Edit: I just realized this is for ancient Greek and my use case is modern Greek, so I am not sure my changes will apply.
I also wrote a bad test to make sure I follow the consensus on syllabifying.

Let me know if you want a pull request, or I can just paste them here.

a "strip accent" function?

I want to create a pedagogical drill where I strip accents and then ask students to reaccent the words.

I could not find a "strip accent" function. Am I missing something? Its not hard to write but I want to make sure I am not missing something!

document the core API

The library has a lot of functions which are obscure, experimental or mostly intended for internal use.

I'll establish what I think (with input from others if they so choose) the "core" API is and document that.

add_necessary_breathing can get UnboundLocalError

add_necessary_breathing to something like h gives

UnboundLocalError: local variable 'last_vowel' referenced before assignment

Incorrect syllabification of αυῖ (e.g. μεμαυῖα)

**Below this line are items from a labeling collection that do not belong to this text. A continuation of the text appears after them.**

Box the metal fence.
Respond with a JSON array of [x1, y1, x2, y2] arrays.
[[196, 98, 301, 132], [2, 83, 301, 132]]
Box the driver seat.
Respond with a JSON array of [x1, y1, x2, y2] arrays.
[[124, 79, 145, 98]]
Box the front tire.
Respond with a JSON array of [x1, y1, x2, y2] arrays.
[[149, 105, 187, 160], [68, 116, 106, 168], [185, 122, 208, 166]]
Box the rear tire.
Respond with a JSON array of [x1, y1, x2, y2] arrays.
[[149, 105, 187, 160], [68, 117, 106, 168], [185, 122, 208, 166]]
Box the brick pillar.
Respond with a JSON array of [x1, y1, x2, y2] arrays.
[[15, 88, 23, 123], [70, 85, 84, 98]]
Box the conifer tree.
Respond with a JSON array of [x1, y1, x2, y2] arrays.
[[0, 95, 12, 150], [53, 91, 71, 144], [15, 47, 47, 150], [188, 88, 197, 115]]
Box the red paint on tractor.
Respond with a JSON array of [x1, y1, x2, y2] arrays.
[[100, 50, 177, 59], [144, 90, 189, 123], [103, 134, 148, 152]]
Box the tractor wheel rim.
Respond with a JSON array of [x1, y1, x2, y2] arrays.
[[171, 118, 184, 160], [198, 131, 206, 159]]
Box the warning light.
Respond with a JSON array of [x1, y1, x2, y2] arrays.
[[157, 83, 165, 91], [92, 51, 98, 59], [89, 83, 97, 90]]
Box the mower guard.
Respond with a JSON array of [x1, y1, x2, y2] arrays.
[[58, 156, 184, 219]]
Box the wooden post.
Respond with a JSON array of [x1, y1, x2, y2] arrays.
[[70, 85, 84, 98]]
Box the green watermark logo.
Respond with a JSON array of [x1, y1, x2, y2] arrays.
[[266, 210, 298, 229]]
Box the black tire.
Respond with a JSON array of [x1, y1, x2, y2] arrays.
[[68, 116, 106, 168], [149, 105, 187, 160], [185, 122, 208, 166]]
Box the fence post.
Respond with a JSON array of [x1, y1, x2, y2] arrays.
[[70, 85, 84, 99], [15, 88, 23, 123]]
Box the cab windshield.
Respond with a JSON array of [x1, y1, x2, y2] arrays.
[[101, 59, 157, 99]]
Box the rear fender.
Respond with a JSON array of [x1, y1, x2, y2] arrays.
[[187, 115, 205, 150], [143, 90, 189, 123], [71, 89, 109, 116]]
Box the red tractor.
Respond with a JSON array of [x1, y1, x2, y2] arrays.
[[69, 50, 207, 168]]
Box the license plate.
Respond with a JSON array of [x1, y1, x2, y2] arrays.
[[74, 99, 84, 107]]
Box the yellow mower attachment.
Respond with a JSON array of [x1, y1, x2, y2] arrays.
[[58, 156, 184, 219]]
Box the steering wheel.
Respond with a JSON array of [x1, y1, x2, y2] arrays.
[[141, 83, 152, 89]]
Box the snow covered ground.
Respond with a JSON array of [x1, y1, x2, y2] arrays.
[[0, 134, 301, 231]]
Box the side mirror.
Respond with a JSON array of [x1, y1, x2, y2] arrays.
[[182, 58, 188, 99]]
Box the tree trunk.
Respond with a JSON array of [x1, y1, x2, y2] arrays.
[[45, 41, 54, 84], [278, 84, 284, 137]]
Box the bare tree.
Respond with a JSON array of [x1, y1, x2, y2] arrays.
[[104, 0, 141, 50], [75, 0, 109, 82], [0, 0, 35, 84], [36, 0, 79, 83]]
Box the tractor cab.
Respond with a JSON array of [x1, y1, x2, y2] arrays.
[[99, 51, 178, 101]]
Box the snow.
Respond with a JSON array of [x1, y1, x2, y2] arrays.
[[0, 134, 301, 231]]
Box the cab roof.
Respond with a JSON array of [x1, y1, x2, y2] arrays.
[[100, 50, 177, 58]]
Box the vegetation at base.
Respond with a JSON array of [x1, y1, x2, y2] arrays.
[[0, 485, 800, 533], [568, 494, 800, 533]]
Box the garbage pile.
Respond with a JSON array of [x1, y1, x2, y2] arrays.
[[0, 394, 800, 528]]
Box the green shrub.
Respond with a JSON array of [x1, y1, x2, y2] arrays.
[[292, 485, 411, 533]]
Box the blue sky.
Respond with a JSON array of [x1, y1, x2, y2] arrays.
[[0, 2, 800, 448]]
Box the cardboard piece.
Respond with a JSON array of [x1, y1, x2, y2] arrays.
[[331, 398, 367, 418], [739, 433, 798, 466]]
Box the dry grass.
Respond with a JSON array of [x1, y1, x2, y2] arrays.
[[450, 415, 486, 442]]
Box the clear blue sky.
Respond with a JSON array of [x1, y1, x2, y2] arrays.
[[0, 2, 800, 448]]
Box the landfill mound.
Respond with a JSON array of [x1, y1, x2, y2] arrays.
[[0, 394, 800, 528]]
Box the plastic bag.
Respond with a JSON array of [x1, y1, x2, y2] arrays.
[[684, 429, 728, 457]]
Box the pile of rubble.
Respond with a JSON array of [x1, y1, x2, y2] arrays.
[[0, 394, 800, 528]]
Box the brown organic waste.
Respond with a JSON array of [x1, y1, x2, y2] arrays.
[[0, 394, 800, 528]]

It appears the syllabifier sees αυ and decides it's a dipthong without checking ahead here: αυῖ is treated as a single syllable, instead of α-υῖ. There may be a few instances where αυ is indeed a dipthong, but if so they are rare.

Further info:
Example code:
In [3]: word="μεμαυῖα"
In [4]: syllabify(word)
Out[4]: ['με', 'μαυῖ', 'α']
(Should be: ['με', 'μα', 'υῖ', 'α'])

Same problem with rarer αυί
Same problem with ηυῖ (e.g. πεπτηυῖαν)
Same behaviour with ευῖ, ουῖ, but there the fix is different (almost always should be ευ-ῖ, ου-ῖ).

Thanks for the tool, hopefully this will be a simple fix :-)

display_accentuation(get_accentuation('ἣ')) -- eta rough breathing and grave -- throws and error

display_accentuation(get_accentuation('ἣ'))
Traceback (most recent call last):
File "", line 1, in
File "/Library/Frameworks/Python.framework/Versions/3.8/lib/python3.8/site-packages/greek_accentuation/accentuation.py", line 68, in display_accentuation
return accentuation.name.lower()
AttributeError: 'NoneType' object has no attribute 'name'

Test suite

Would be cool to have a test suite.

(This is a selfish feature request, as I'm working on something similar in JavaScript and I want to validate it also.)